The girl began to cry when she was writing the third paragraph, which was probably a good thing. The week has made her realize she would like someone in her life she cares and feels about as much as she did the boy who would care and feel about her as she believes the boy did. She has a great deal more to say for herself than this but this will have to do for now. She is going outside to sow some seeds.

03 May, 2010

What but Saturn could make me post again?

My poor neglected blog. My writing about my fascination with the wonders of astrology has taken a back seat in the past month. The writing I have done has involved finishing up  my latest play, an accomplishment in itself, though I'm the one to say so. Before I left New York to come out to Silver I was fortunate enough to hear it read, which confirmed my opinion that Act II needs work and since I've been in Silver I've been tackling that, when I'm not huddled by the fire wrapped in a blanket, that is. Sunday, May 2, we had a snowfall. April 29, the beginning of the Tour of the Gila bike race, we had 60 mph winds. Friday I don't think the temperature got above 55, and yesterday it might have made it to 60. Today - whoopee - it might get to 69 and I might be able to start some of the clean up the "garden" needs. Maybe not.

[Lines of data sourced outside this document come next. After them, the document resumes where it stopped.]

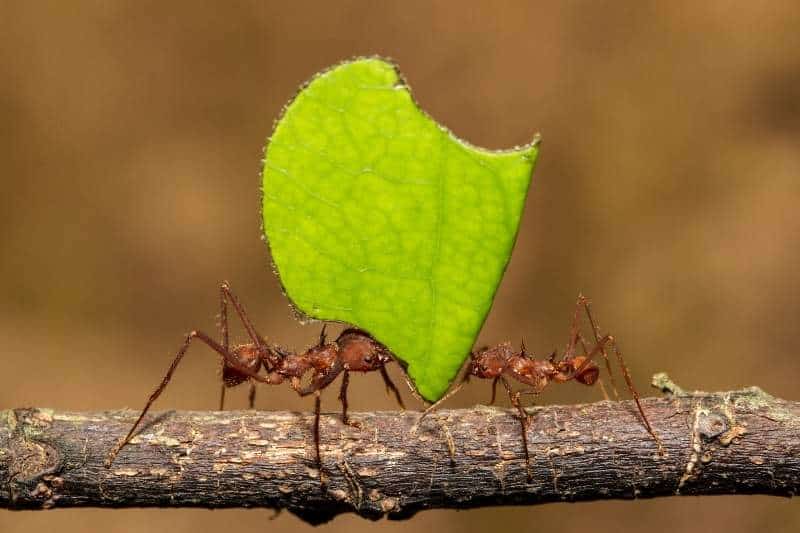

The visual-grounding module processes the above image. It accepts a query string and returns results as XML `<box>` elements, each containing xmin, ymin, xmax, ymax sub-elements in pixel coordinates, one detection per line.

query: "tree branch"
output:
<box><xmin>0</xmin><ymin>374</ymin><xmax>800</xmax><ymax>523</ymax></box>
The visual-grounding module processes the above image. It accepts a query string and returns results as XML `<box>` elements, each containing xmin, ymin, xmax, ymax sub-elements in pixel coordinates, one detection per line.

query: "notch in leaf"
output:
<box><xmin>263</xmin><ymin>58</ymin><xmax>538</xmax><ymax>401</ymax></box>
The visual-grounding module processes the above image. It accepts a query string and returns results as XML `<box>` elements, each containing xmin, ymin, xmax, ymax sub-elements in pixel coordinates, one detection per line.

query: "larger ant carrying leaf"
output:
<box><xmin>415</xmin><ymin>295</ymin><xmax>663</xmax><ymax>482</ymax></box>
<box><xmin>106</xmin><ymin>282</ymin><xmax>405</xmax><ymax>478</ymax></box>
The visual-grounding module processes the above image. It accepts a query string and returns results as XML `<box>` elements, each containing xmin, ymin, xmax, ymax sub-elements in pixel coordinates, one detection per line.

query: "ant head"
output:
<box><xmin>558</xmin><ymin>355</ymin><xmax>600</xmax><ymax>385</ymax></box>
<box><xmin>336</xmin><ymin>328</ymin><xmax>392</xmax><ymax>372</ymax></box>
<box><xmin>469</xmin><ymin>342</ymin><xmax>513</xmax><ymax>379</ymax></box>
<box><xmin>222</xmin><ymin>344</ymin><xmax>262</xmax><ymax>387</ymax></box>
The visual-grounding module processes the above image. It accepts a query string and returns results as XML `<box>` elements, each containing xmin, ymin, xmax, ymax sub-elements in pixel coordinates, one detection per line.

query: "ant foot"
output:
<box><xmin>342</xmin><ymin>417</ymin><xmax>362</xmax><ymax>429</ymax></box>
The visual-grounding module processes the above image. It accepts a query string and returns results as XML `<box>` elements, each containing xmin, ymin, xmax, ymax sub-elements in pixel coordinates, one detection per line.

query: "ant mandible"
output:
<box><xmin>416</xmin><ymin>295</ymin><xmax>663</xmax><ymax>482</ymax></box>
<box><xmin>106</xmin><ymin>282</ymin><xmax>405</xmax><ymax>479</ymax></box>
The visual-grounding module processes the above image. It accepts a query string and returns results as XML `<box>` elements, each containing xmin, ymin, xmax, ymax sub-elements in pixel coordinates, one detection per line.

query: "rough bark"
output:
<box><xmin>0</xmin><ymin>375</ymin><xmax>800</xmax><ymax>523</ymax></box>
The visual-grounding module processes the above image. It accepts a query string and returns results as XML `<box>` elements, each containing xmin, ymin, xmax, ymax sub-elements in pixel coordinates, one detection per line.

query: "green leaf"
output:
<box><xmin>263</xmin><ymin>58</ymin><xmax>538</xmax><ymax>401</ymax></box>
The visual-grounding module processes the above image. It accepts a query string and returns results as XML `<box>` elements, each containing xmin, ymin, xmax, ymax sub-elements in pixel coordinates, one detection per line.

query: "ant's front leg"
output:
<box><xmin>573</xmin><ymin>294</ymin><xmax>619</xmax><ymax>400</ymax></box>
<box><xmin>339</xmin><ymin>370</ymin><xmax>361</xmax><ymax>429</ymax></box>
<box><xmin>380</xmin><ymin>366</ymin><xmax>406</xmax><ymax>411</ymax></box>
<box><xmin>219</xmin><ymin>281</ymin><xmax>272</xmax><ymax>411</ymax></box>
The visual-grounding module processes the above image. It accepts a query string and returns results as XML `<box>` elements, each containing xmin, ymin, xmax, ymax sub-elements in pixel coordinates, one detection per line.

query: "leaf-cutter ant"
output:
<box><xmin>106</xmin><ymin>282</ymin><xmax>405</xmax><ymax>479</ymax></box>
<box><xmin>415</xmin><ymin>295</ymin><xmax>663</xmax><ymax>482</ymax></box>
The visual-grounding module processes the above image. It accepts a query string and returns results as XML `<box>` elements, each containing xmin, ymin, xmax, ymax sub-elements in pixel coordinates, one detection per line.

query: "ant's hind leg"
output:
<box><xmin>314</xmin><ymin>390</ymin><xmax>325</xmax><ymax>487</ymax></box>
<box><xmin>105</xmin><ymin>331</ymin><xmax>271</xmax><ymax>467</ymax></box>
<box><xmin>500</xmin><ymin>378</ymin><xmax>533</xmax><ymax>483</ymax></box>
<box><xmin>611</xmin><ymin>337</ymin><xmax>664</xmax><ymax>455</ymax></box>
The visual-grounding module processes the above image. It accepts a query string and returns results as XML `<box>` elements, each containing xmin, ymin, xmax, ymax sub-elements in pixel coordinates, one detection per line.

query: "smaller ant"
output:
<box><xmin>416</xmin><ymin>295</ymin><xmax>663</xmax><ymax>482</ymax></box>
<box><xmin>105</xmin><ymin>282</ymin><xmax>405</xmax><ymax>479</ymax></box>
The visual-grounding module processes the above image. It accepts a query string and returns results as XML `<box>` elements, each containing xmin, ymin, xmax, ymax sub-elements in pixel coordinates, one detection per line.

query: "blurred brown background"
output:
<box><xmin>0</xmin><ymin>1</ymin><xmax>800</xmax><ymax>533</ymax></box>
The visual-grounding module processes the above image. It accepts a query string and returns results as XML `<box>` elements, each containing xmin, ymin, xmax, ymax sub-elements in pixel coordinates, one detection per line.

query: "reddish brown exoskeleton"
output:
<box><xmin>106</xmin><ymin>282</ymin><xmax>405</xmax><ymax>477</ymax></box>
<box><xmin>417</xmin><ymin>295</ymin><xmax>663</xmax><ymax>481</ymax></box>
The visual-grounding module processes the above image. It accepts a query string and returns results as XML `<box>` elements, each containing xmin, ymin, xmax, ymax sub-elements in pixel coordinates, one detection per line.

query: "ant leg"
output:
<box><xmin>105</xmin><ymin>331</ymin><xmax>274</xmax><ymax>467</ymax></box>
<box><xmin>415</xmin><ymin>374</ymin><xmax>469</xmax><ymax>425</ymax></box>
<box><xmin>572</xmin><ymin>332</ymin><xmax>608</xmax><ymax>402</ymax></box>
<box><xmin>569</xmin><ymin>335</ymin><xmax>664</xmax><ymax>455</ymax></box>
<box><xmin>247</xmin><ymin>381</ymin><xmax>256</xmax><ymax>410</ymax></box>
<box><xmin>219</xmin><ymin>281</ymin><xmax>266</xmax><ymax>348</ymax></box>
<box><xmin>380</xmin><ymin>366</ymin><xmax>406</xmax><ymax>411</ymax></box>
<box><xmin>500</xmin><ymin>377</ymin><xmax>533</xmax><ymax>483</ymax></box>
<box><xmin>339</xmin><ymin>370</ymin><xmax>361</xmax><ymax>429</ymax></box>
<box><xmin>314</xmin><ymin>390</ymin><xmax>325</xmax><ymax>485</ymax></box>
<box><xmin>219</xmin><ymin>384</ymin><xmax>228</xmax><ymax>411</ymax></box>
<box><xmin>575</xmin><ymin>294</ymin><xmax>619</xmax><ymax>400</ymax></box>
<box><xmin>489</xmin><ymin>376</ymin><xmax>500</xmax><ymax>405</ymax></box>
<box><xmin>219</xmin><ymin>281</ymin><xmax>270</xmax><ymax>411</ymax></box>
<box><xmin>611</xmin><ymin>337</ymin><xmax>664</xmax><ymax>455</ymax></box>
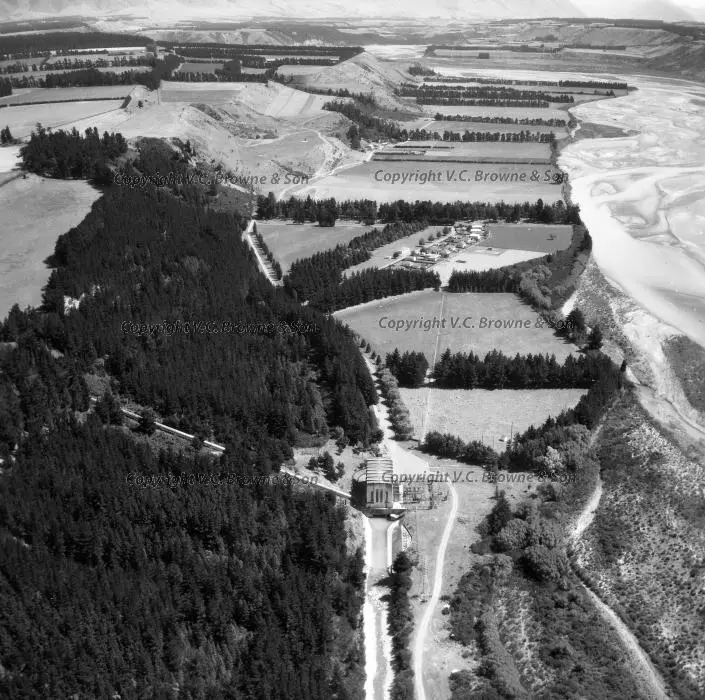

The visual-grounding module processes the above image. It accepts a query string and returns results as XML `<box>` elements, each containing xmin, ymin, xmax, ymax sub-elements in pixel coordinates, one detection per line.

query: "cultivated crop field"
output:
<box><xmin>0</xmin><ymin>100</ymin><xmax>123</xmax><ymax>138</ymax></box>
<box><xmin>346</xmin><ymin>224</ymin><xmax>443</xmax><ymax>275</ymax></box>
<box><xmin>177</xmin><ymin>61</ymin><xmax>223</xmax><ymax>75</ymax></box>
<box><xmin>334</xmin><ymin>290</ymin><xmax>575</xmax><ymax>364</ymax></box>
<box><xmin>296</xmin><ymin>161</ymin><xmax>562</xmax><ymax>203</ymax></box>
<box><xmin>0</xmin><ymin>175</ymin><xmax>100</xmax><ymax>318</ymax></box>
<box><xmin>399</xmin><ymin>387</ymin><xmax>585</xmax><ymax>452</ymax></box>
<box><xmin>486</xmin><ymin>224</ymin><xmax>573</xmax><ymax>253</ymax></box>
<box><xmin>257</xmin><ymin>221</ymin><xmax>372</xmax><ymax>274</ymax></box>
<box><xmin>0</xmin><ymin>85</ymin><xmax>135</xmax><ymax>105</ymax></box>
<box><xmin>431</xmin><ymin>246</ymin><xmax>543</xmax><ymax>286</ymax></box>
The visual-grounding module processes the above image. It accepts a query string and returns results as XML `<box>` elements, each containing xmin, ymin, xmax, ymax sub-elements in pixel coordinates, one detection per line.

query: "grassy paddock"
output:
<box><xmin>0</xmin><ymin>85</ymin><xmax>129</xmax><ymax>105</ymax></box>
<box><xmin>297</xmin><ymin>161</ymin><xmax>563</xmax><ymax>203</ymax></box>
<box><xmin>0</xmin><ymin>99</ymin><xmax>122</xmax><ymax>138</ymax></box>
<box><xmin>576</xmin><ymin>394</ymin><xmax>705</xmax><ymax>700</ymax></box>
<box><xmin>399</xmin><ymin>387</ymin><xmax>585</xmax><ymax>452</ymax></box>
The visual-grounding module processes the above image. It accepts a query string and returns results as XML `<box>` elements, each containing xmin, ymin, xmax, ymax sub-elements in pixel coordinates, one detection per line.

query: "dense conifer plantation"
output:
<box><xmin>0</xmin><ymin>139</ymin><xmax>379</xmax><ymax>700</ymax></box>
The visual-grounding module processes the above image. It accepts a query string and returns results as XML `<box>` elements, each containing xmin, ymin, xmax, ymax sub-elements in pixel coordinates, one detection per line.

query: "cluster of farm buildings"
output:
<box><xmin>393</xmin><ymin>221</ymin><xmax>489</xmax><ymax>269</ymax></box>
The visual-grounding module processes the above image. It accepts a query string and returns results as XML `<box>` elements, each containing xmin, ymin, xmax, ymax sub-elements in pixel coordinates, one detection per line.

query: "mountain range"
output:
<box><xmin>0</xmin><ymin>0</ymin><xmax>705</xmax><ymax>24</ymax></box>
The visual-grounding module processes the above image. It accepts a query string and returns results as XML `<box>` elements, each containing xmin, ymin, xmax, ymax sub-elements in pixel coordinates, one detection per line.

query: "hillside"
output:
<box><xmin>0</xmin><ymin>0</ymin><xmax>583</xmax><ymax>20</ymax></box>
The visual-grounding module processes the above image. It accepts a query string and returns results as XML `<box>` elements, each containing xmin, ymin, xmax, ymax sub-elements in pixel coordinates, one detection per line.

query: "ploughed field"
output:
<box><xmin>399</xmin><ymin>387</ymin><xmax>585</xmax><ymax>452</ymax></box>
<box><xmin>402</xmin><ymin>117</ymin><xmax>568</xmax><ymax>139</ymax></box>
<box><xmin>334</xmin><ymin>290</ymin><xmax>574</xmax><ymax>364</ymax></box>
<box><xmin>485</xmin><ymin>224</ymin><xmax>573</xmax><ymax>253</ymax></box>
<box><xmin>372</xmin><ymin>141</ymin><xmax>551</xmax><ymax>165</ymax></box>
<box><xmin>0</xmin><ymin>175</ymin><xmax>100</xmax><ymax>318</ymax></box>
<box><xmin>0</xmin><ymin>85</ymin><xmax>135</xmax><ymax>106</ymax></box>
<box><xmin>295</xmin><ymin>161</ymin><xmax>563</xmax><ymax>203</ymax></box>
<box><xmin>257</xmin><ymin>220</ymin><xmax>374</xmax><ymax>274</ymax></box>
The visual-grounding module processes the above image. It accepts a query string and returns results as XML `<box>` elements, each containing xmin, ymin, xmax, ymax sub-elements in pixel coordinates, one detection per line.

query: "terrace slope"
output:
<box><xmin>0</xmin><ymin>0</ymin><xmax>582</xmax><ymax>19</ymax></box>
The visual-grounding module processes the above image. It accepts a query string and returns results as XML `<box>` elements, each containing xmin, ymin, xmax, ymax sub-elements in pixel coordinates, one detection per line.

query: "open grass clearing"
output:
<box><xmin>0</xmin><ymin>175</ymin><xmax>100</xmax><ymax>318</ymax></box>
<box><xmin>257</xmin><ymin>221</ymin><xmax>372</xmax><ymax>274</ymax></box>
<box><xmin>277</xmin><ymin>63</ymin><xmax>328</xmax><ymax>75</ymax></box>
<box><xmin>431</xmin><ymin>246</ymin><xmax>543</xmax><ymax>286</ymax></box>
<box><xmin>419</xmin><ymin>105</ymin><xmax>570</xmax><ymax>122</ymax></box>
<box><xmin>485</xmin><ymin>224</ymin><xmax>573</xmax><ymax>253</ymax></box>
<box><xmin>400</xmin><ymin>117</ymin><xmax>568</xmax><ymax>139</ymax></box>
<box><xmin>399</xmin><ymin>387</ymin><xmax>585</xmax><ymax>448</ymax></box>
<box><xmin>178</xmin><ymin>61</ymin><xmax>223</xmax><ymax>75</ymax></box>
<box><xmin>0</xmin><ymin>100</ymin><xmax>123</xmax><ymax>138</ymax></box>
<box><xmin>292</xmin><ymin>161</ymin><xmax>562</xmax><ymax>204</ymax></box>
<box><xmin>334</xmin><ymin>290</ymin><xmax>575</xmax><ymax>364</ymax></box>
<box><xmin>345</xmin><ymin>226</ymin><xmax>443</xmax><ymax>275</ymax></box>
<box><xmin>374</xmin><ymin>141</ymin><xmax>551</xmax><ymax>164</ymax></box>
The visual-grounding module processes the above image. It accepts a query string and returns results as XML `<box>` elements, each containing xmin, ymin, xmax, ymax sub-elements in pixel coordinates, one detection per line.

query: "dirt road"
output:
<box><xmin>413</xmin><ymin>474</ymin><xmax>458</xmax><ymax>700</ymax></box>
<box><xmin>569</xmin><ymin>454</ymin><xmax>670</xmax><ymax>700</ymax></box>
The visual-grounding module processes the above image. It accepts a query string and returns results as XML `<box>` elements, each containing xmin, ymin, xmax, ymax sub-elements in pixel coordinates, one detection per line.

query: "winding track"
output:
<box><xmin>413</xmin><ymin>474</ymin><xmax>458</xmax><ymax>700</ymax></box>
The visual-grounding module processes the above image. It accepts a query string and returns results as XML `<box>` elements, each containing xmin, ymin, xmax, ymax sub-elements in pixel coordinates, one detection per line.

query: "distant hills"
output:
<box><xmin>0</xmin><ymin>0</ymin><xmax>584</xmax><ymax>20</ymax></box>
<box><xmin>574</xmin><ymin>0</ymin><xmax>694</xmax><ymax>22</ymax></box>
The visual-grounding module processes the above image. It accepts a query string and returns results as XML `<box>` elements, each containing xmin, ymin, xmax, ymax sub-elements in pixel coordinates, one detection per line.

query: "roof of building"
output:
<box><xmin>365</xmin><ymin>457</ymin><xmax>394</xmax><ymax>484</ymax></box>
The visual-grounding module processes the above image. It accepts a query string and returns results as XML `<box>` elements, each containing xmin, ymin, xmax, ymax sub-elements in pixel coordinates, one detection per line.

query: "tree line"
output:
<box><xmin>4</xmin><ymin>56</ymin><xmax>180</xmax><ymax>94</ymax></box>
<box><xmin>406</xmin><ymin>129</ymin><xmax>556</xmax><ymax>143</ymax></box>
<box><xmin>20</xmin><ymin>124</ymin><xmax>127</xmax><ymax>184</ymax></box>
<box><xmin>168</xmin><ymin>41</ymin><xmax>363</xmax><ymax>61</ymax></box>
<box><xmin>0</xmin><ymin>134</ymin><xmax>379</xmax><ymax>700</ymax></box>
<box><xmin>257</xmin><ymin>192</ymin><xmax>377</xmax><ymax>226</ymax></box>
<box><xmin>426</xmin><ymin>349</ymin><xmax>611</xmax><ymax>389</ymax></box>
<box><xmin>5</xmin><ymin>134</ymin><xmax>377</xmax><ymax>448</ymax></box>
<box><xmin>424</xmin><ymin>75</ymin><xmax>628</xmax><ymax>90</ymax></box>
<box><xmin>284</xmin><ymin>222</ymin><xmax>425</xmax><ymax>301</ymax></box>
<box><xmin>0</xmin><ymin>31</ymin><xmax>153</xmax><ymax>60</ymax></box>
<box><xmin>254</xmin><ymin>224</ymin><xmax>282</xmax><ymax>280</ymax></box>
<box><xmin>257</xmin><ymin>192</ymin><xmax>582</xmax><ymax>227</ymax></box>
<box><xmin>433</xmin><ymin>112</ymin><xmax>568</xmax><ymax>126</ymax></box>
<box><xmin>447</xmin><ymin>225</ymin><xmax>592</xmax><ymax>312</ymax></box>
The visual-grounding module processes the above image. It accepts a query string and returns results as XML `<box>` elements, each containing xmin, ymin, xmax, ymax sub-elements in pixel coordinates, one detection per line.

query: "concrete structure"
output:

This is all back-story (sorry) to Sunday, April 26, the only beautiful warm day since I got here on the 18th. For the first few days I was here I had absolutely no energy, and was beginning to think that it was because I was 65 when I remembered the altitude - 6,000 feet and  not quite as much oxygen in the air as in New York. That made me feel better, but the weather was still horrible, too cold to go outside and work. That Saturday was better and Sunday was wonderful - blue sky, sunny, over 80. The plan was to go into town, get some grub for my neighbor who was coming over for a beer at six, and spend the afternoon outside weeding, cutting back the vinca, sweeping up the pine needles etc. etc., until five when I'd take a shower and get ready for a visitor.

Saturn conjuncted Chiron exactly at 9:53 in the morning that Sunday. The title given to that aspect by Astrodienst is "Don't Give In." With an inexcusable lack of punctuality, the universe waited four whole hours before kicking in. Just as I was about to drive into town, the phone ran and there was my neighbor who was coming for a beer later.

Me: Are we on for tonight?
Him: Well, I have an invitation you can't refuse.
Me (thinking we are invited out for dinner): Oh?
Him: I know how much you love choral music and this afternoon the Silver City Chamber Music Society is giving a concert in the Episcopal Church at three. I'm inviting you to come with me.
Me (speechless, thinking of having been inside in a New York City apartment for six months, how much I was looking forward to scrabbling around in the dirt for the first time
this year, what an idiot I was to have thought I could have survived Saturn to Chiron unscathed and wondering how I could possibly refuse): Uh -
Him: I'll pick you up about 2:30, that should be enough time.
Me (truthfully): But I don't have anything to wear.
Him: You'll find something, I know.
Me: Uh -
Him: See you then.

I have now experienced what it feels like to have one's senses reel. For the rest of the day - on my way into town, shopping, on my way back, taking a skirt out of the laundry and sniffing it, showering, dressing, back into town with my neighbor, sitting in the church, back here having a beer, trying to read when my neighbor had left - I felt - well, I felt as though my senses were reeling. Of course I couldn't say no to him. He's elderly, his friends are dying off, he just donated his beloved mare to a breeding program as he feels his bones are getting too brittle to risk riding so now he has nothing to do on Sundays, he's turning to the church - I had to give in. It was Saturn.